Don’t base your whole decision on looks or reputation. Some cars look and seem wonderful when they’re new on the lot, but a little research might reveal some glaring flaws that show up a few years down the line. Take time to read consumer reviews on any car that you’re interested in purchasing. No car is perfect, but some simple research can prevent you from ending up with a lemon.

Additionally, make sure that you know the approximate value of the vehicle you’re interested in. By checking out your car on Edmunds.com or KBB.com, you can get a good idea of an appropriate price range for your desired vehicle. If a car is listed considerably higher or lower than its market value, don’t be afraid to walk away.

3. Be Cautious

While you can find some great deals on cars by dealing with private individuals, this is an area where you must exercise extreme caution. An individual isn’t operating under any regulations, so privately listed vehicles are rarely at the same level as those you would find at a dealership. That’s not to say that you should avoid private sales altogether; you just need to pay greater attention to any possible problems or flaws.

4. Check

There’s no such thing as “too careful” when you’re buying a car – whether it’s used or new. Take as much time as you want to check out the car. Take it for a test drive and put it through its paces. See how it performs at low and high speeds, on sharp turns and quick stops. Make sure that it doesn’t pull to one side or the other, and that there are no strange clicks, rattles or whines while it’s running. Remember that there are plenty of cars out there, so don’t settle for one that seems questionable.
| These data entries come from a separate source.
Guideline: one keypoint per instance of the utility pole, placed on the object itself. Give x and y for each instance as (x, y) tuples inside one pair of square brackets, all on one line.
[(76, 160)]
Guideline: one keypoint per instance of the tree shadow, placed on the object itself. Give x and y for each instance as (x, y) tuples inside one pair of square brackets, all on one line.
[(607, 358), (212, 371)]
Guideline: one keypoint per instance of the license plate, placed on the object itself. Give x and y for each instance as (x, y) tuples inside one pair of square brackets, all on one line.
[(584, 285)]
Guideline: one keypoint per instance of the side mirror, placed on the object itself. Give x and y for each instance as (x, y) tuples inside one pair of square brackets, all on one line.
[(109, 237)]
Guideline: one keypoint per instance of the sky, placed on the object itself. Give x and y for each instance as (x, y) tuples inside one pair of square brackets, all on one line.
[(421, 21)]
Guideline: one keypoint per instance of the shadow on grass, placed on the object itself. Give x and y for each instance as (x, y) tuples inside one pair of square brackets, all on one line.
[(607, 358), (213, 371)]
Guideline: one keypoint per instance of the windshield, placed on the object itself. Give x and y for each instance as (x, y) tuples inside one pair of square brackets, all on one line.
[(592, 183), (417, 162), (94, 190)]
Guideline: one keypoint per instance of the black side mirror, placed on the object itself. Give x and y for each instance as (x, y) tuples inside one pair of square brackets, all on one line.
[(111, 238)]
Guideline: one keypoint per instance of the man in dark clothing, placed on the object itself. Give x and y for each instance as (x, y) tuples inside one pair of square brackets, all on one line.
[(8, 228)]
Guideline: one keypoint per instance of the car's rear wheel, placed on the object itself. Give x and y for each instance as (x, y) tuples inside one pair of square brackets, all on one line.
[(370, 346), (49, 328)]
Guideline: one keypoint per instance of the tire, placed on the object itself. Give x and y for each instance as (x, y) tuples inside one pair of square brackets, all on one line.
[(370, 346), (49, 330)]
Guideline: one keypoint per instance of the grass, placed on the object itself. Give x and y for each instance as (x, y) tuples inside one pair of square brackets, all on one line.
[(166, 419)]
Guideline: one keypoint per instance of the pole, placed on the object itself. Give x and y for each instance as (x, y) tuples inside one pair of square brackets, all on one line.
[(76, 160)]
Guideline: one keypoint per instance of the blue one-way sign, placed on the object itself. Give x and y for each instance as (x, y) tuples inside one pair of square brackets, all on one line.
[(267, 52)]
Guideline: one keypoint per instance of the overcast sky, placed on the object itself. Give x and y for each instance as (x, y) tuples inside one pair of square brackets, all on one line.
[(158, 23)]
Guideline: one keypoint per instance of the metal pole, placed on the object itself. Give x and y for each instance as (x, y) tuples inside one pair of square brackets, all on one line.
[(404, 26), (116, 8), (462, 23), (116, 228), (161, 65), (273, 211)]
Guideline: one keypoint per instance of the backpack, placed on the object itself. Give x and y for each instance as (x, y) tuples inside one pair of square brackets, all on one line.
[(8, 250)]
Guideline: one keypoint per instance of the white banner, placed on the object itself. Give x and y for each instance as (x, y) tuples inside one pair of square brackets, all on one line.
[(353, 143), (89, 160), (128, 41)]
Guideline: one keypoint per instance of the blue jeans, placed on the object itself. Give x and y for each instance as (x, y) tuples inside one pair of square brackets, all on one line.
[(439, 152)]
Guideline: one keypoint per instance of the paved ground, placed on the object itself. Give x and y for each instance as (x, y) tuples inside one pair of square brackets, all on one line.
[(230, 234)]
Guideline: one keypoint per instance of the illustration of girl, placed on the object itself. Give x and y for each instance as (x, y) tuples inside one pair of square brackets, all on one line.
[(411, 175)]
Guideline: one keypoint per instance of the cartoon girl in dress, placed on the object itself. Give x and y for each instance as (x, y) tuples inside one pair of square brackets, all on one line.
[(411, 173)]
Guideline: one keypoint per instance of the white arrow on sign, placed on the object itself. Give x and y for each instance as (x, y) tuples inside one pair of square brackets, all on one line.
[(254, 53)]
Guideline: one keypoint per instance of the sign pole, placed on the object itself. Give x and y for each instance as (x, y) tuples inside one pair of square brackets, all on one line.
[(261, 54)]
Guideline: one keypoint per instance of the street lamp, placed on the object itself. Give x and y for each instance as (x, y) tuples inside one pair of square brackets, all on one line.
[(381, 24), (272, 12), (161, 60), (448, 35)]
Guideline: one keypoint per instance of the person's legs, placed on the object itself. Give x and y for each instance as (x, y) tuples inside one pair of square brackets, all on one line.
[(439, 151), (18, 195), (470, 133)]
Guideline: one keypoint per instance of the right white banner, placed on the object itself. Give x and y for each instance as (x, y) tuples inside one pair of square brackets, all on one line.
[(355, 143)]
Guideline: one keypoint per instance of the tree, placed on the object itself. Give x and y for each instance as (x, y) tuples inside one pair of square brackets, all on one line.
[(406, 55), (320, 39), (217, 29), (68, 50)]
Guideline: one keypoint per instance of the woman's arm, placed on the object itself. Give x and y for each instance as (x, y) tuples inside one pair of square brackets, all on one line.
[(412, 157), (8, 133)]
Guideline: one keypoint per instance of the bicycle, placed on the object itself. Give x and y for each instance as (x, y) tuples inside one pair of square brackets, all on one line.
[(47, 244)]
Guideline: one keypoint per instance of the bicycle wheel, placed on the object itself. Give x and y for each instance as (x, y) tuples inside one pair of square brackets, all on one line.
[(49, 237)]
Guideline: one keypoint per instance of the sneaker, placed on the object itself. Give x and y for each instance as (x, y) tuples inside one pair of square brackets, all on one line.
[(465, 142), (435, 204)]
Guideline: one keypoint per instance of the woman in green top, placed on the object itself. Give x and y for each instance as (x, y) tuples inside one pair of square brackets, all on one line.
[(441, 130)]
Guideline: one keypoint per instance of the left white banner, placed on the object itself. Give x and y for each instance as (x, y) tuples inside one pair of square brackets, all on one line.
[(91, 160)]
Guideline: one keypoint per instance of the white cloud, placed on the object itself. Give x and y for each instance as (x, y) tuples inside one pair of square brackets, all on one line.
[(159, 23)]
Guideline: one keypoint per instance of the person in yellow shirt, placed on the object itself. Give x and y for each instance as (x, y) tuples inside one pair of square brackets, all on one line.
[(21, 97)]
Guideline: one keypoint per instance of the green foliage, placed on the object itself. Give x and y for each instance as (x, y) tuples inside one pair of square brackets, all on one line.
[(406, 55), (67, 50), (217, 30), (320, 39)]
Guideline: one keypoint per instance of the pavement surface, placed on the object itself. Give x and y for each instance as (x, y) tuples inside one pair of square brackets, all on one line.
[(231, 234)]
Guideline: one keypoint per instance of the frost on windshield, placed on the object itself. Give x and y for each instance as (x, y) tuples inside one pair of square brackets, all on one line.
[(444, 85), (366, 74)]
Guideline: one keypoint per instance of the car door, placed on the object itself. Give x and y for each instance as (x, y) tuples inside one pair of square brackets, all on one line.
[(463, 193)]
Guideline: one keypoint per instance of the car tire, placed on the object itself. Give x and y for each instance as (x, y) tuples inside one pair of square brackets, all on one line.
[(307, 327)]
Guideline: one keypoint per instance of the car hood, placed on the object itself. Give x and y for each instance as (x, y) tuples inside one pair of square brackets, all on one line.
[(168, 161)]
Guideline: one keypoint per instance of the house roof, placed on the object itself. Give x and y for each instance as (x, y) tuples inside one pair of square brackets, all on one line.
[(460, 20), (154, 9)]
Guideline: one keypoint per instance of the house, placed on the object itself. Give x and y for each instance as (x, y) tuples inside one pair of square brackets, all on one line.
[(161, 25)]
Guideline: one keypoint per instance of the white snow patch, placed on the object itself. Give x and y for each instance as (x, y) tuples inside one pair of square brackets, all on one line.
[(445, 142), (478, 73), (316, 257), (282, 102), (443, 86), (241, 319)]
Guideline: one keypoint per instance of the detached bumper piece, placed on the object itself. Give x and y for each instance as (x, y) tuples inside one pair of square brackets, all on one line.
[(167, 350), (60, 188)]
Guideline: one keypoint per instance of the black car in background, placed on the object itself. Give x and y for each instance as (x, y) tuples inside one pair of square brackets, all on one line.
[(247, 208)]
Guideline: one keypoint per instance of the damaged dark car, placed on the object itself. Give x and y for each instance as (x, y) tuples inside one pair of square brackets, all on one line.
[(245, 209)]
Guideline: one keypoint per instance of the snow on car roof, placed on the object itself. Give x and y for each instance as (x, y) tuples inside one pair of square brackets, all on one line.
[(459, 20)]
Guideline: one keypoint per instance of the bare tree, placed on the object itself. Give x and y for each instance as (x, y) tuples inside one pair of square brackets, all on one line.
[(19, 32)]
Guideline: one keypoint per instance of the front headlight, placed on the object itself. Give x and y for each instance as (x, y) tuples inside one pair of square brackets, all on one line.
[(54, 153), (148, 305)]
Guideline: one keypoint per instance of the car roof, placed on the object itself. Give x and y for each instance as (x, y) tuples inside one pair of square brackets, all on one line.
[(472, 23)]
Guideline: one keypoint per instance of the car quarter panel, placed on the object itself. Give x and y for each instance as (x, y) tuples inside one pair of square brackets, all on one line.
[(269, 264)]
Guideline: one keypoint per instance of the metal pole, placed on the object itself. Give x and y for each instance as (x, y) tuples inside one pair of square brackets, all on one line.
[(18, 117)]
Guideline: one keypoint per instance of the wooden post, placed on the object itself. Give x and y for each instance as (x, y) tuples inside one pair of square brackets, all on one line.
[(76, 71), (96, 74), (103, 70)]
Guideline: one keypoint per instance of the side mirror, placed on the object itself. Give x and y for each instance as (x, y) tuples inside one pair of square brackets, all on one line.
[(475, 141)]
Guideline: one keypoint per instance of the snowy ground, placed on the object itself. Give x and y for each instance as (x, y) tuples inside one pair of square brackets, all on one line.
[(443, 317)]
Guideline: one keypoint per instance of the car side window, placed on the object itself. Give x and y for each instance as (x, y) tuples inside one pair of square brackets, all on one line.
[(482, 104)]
If a car checks out after your initial test drive and inspection, ask if the dealership can provide a VIN history check through CarfFax or a similar service. Make sure that you get the vehicle’s complete history. If the dealership (or individual) is unable to provide it, it’s worth the small investment to purchase the VIN check online for yourself. This will alert you to any possible red flags, accidents or potential problems.

Before agreeing to the purchase, make sure to have the car inspected by a mechanic that you trust. Point out any problems you may have noticed, and ask questions about anything that seems problematic. Your mechanic should be able to either lay those fears to rest or alert you to potential problems. Again, this is a small investment compared to the price you’re paying to purchase a car, so don’t skip this step.

5. Negotiate

A few dealerships have a “one price” policy, but most are very open to negotiation – in fact, it’s expected. Many used car dealerships have about a $2000 margin for profit when they set their original prices. What that means for you is that you have $2000 worth of bargaining power. Don’t be afraid to use it.